Emanuele: It’s very important for me personally not to lose this tradition, but it is also important for Sicilian culture because before the arrival of plastics, the basket makers were the ones who weaved the containers for all things- especially the food, the vegetables in the gardens, for the harvest of olives and grapes. These baskets were placed on the shoulders of donkeys, and inside them they carried various things people needed transported to different areas. The baskets range from large baskets used for wood transportation, and the smallest used for fruits or mushrooms.
Radici: What materials do you use for baskets?
Emanuele: The most used materials are wild willow, wild olive, and river reeds.
Radici: What is your favorite style of basket to make
Emanuele: I like making fruit baskets.
Radici: Tell me what a person so young would be so interested in this?
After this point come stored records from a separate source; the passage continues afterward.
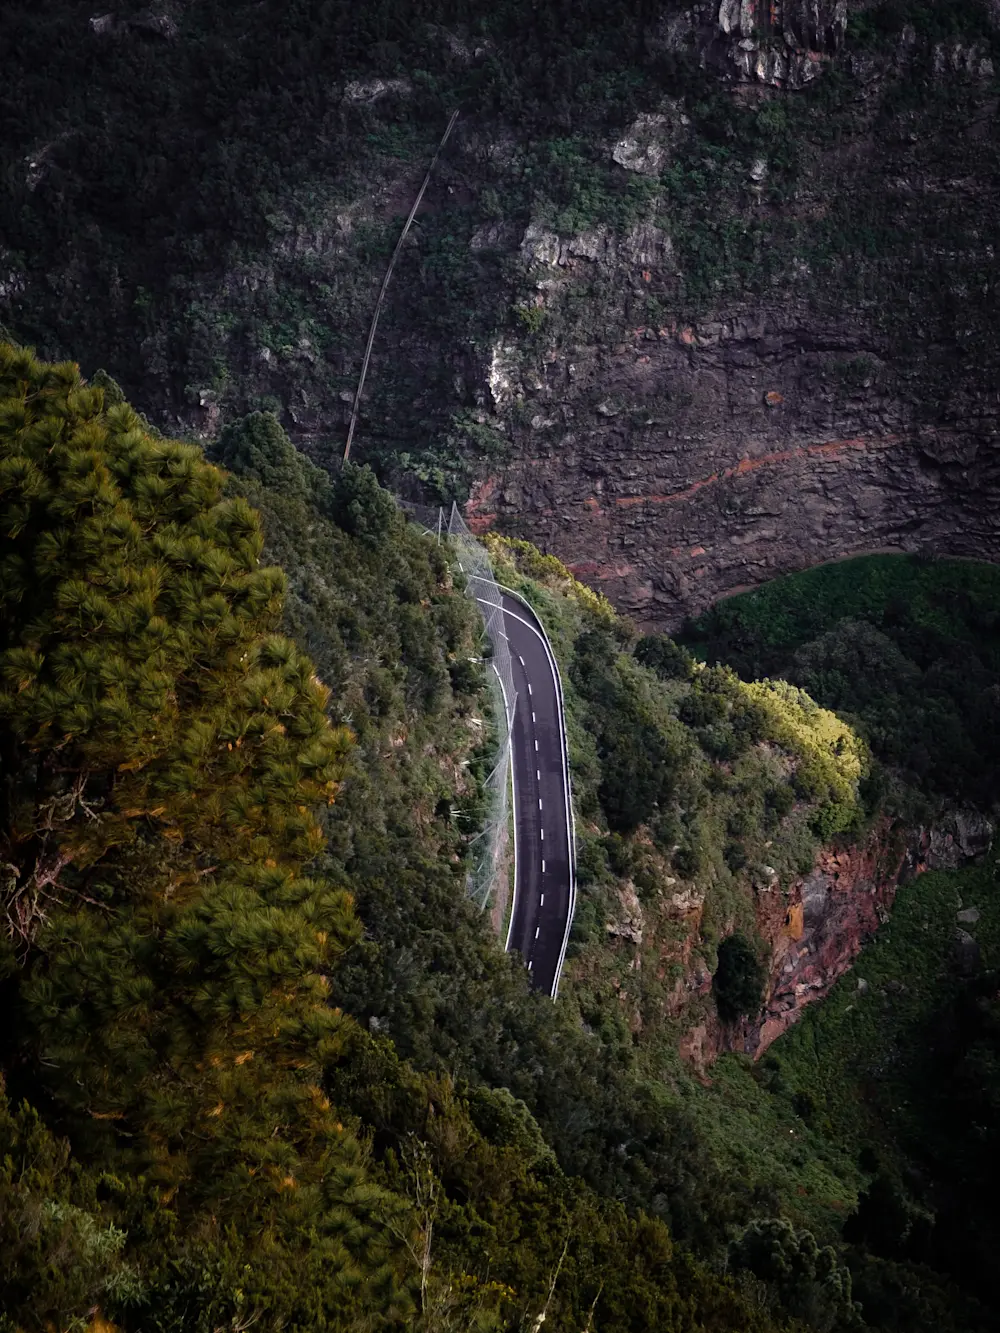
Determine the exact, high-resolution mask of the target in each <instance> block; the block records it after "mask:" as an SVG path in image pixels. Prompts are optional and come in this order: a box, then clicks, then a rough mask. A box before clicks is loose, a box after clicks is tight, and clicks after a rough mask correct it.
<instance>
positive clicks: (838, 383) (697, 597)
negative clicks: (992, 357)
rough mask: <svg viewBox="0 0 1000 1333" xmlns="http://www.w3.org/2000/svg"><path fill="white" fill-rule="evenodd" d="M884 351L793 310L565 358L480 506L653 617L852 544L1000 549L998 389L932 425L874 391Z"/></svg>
mask: <svg viewBox="0 0 1000 1333" xmlns="http://www.w3.org/2000/svg"><path fill="white" fill-rule="evenodd" d="M845 365H847V367H856V368H857V369H856V371H853V372H851V373H856V375H860V376H864V377H865V379H867V380H868V383H867V384H865V383H864V381H863V383H860V384H859V385H857V391H856V392H843V391H841V385H840V384H839V381H837V380H836V375H837V369H839V368H843V367H845ZM885 365H887V361H885V356H884V349H881V348H873V347H872V344H871V343H865V340H864V339H863V337H860V336H859V333H857V331H852V329H851V328H849V327H843V325H841V327H836V325H824V327H817V325H816V324H815V323H807V321H804V320H801V319H796V317H795V315H789V313H788V312H783V311H773V312H768V313H759V315H755V316H752V317H733V319H729V320H719V321H713V323H711V324H707V325H701V327H695V328H680V329H677V328H661V329H637V331H633V335H632V340H631V343H629V344H623V345H621V347H620V348H617V349H615V351H612V352H611V353H605V352H604V351H603V349H588V348H577V349H575V352H573V360H572V361H569V360H568V359H564V357H561V356H559V357H555V356H553V357H552V359H549V360H548V363H547V364H545V379H544V381H543V387H541V388H540V389H537V391H535V395H533V397H535V403H536V404H537V407H539V412H536V413H535V415H533V416H532V419H531V423H529V428H528V431H527V432H523V433H521V435H520V436H519V439H517V443H519V451H517V457H516V460H515V461H513V464H512V465H511V467H509V469H508V471H507V472H505V473H504V475H501V476H499V477H492V479H489V480H487V481H485V483H484V484H480V485H479V487H477V488H476V491H475V492H473V497H472V501H471V505H469V515H471V517H472V519H473V521H475V525H476V527H479V528H480V529H483V528H487V527H489V525H492V524H499V525H500V527H501V528H504V529H507V531H515V532H517V533H524V535H529V536H531V539H532V540H533V541H535V543H536V544H537V545H540V547H541V548H543V549H544V551H548V552H551V553H553V555H556V556H559V557H560V559H561V560H563V561H564V563H565V564H567V565H569V568H571V569H572V572H573V573H575V575H576V576H577V577H579V579H581V580H583V581H585V583H589V584H591V585H593V587H596V588H600V591H601V592H604V593H605V595H607V596H608V597H609V599H611V600H612V601H613V603H615V605H616V607H619V608H620V609H623V611H625V612H628V613H629V615H632V616H633V617H635V619H636V620H639V621H640V623H643V624H652V625H659V627H676V625H677V624H679V623H680V621H681V620H683V619H684V616H685V615H691V613H696V612H699V611H701V609H704V608H705V607H708V605H709V604H711V603H712V601H715V600H716V599H717V597H721V596H725V595H727V593H732V592H737V591H740V589H743V588H748V587H752V585H755V584H759V583H764V581H767V580H768V579H773V577H775V576H776V575H780V573H785V572H788V571H793V569H803V568H808V567H809V565H815V564H819V563H821V561H825V560H832V559H837V557H841V556H849V555H859V553H863V552H872V551H900V552H920V551H928V552H936V553H940V555H951V556H969V557H981V559H985V560H996V559H997V557H999V556H1000V507H997V499H1000V448H999V440H997V424H999V420H1000V419H999V417H997V396H996V395H992V396H989V397H992V401H988V400H987V397H985V396H984V397H983V399H980V400H979V401H977V403H976V404H975V407H973V408H972V411H969V412H968V413H963V415H959V413H956V415H951V413H949V416H951V420H944V421H936V423H927V421H921V420H919V417H920V415H921V413H919V412H917V411H916V409H915V408H913V407H912V405H909V404H907V403H905V401H904V400H903V399H900V397H897V396H895V395H893V393H892V391H891V389H887V388H881V392H879V391H875V392H873V385H872V381H871V376H872V375H873V373H877V372H879V371H880V369H881V368H884V367H885ZM841 373H844V372H843V371H841ZM588 388H593V389H597V391H599V392H600V401H597V403H591V404H588V403H587V401H585V399H587V389H588ZM592 396H593V395H591V397H592ZM581 400H583V401H581Z"/></svg>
Emanuele: It’s really nice for me to express my creativity. Also, it’s a good pastime. Instead of always being on the phone doing nothing, on social media, I sit and weave baskets.
About Isnello, Sicilia / isneddu (sicilian)
Isnello is a small village in the Madonie mountains that points to the stars, in the heart of the Madonie Park. It’s a small and charming village at the foot of a Byzantine castle, surrounded by the natural beauty of the Madonie Park, with the Montagna Grande resting in the background. The village’s history dates back to the Neolithic period. Because of the various dominations over time - the artistic and architectural heritage is of great value. It has a layout of tiny alleys and squares, panoramic viewpoints, palaces and places of worship, that all spirals around the early medieval castle. Built as a lookout point it became part of the island’s defensive system—useful in surveillance, defense of the territory, and also a residence for the troops of the Royal Court. From the end of the twelfth century to part of the fifteenth, its history is intertwined with that of the noble families living there and who transformed the town from a military outpost to noble headquarters. Sources report that the name during the period relating to Arab domination, was Menzil Al-Hamàr or fortified village; evident traces of this fortress have remained in the urban layout. The name Isnello derives from the characteristics of the watercourse that crosses the whole territory. The name originates from the Syriac "hassin" which means cold river, or from the Punic "hassinor" which indicates a stream that flows in a tube-shaped bed, or from the Greek "asines" which indicates the harmlessness of the stream.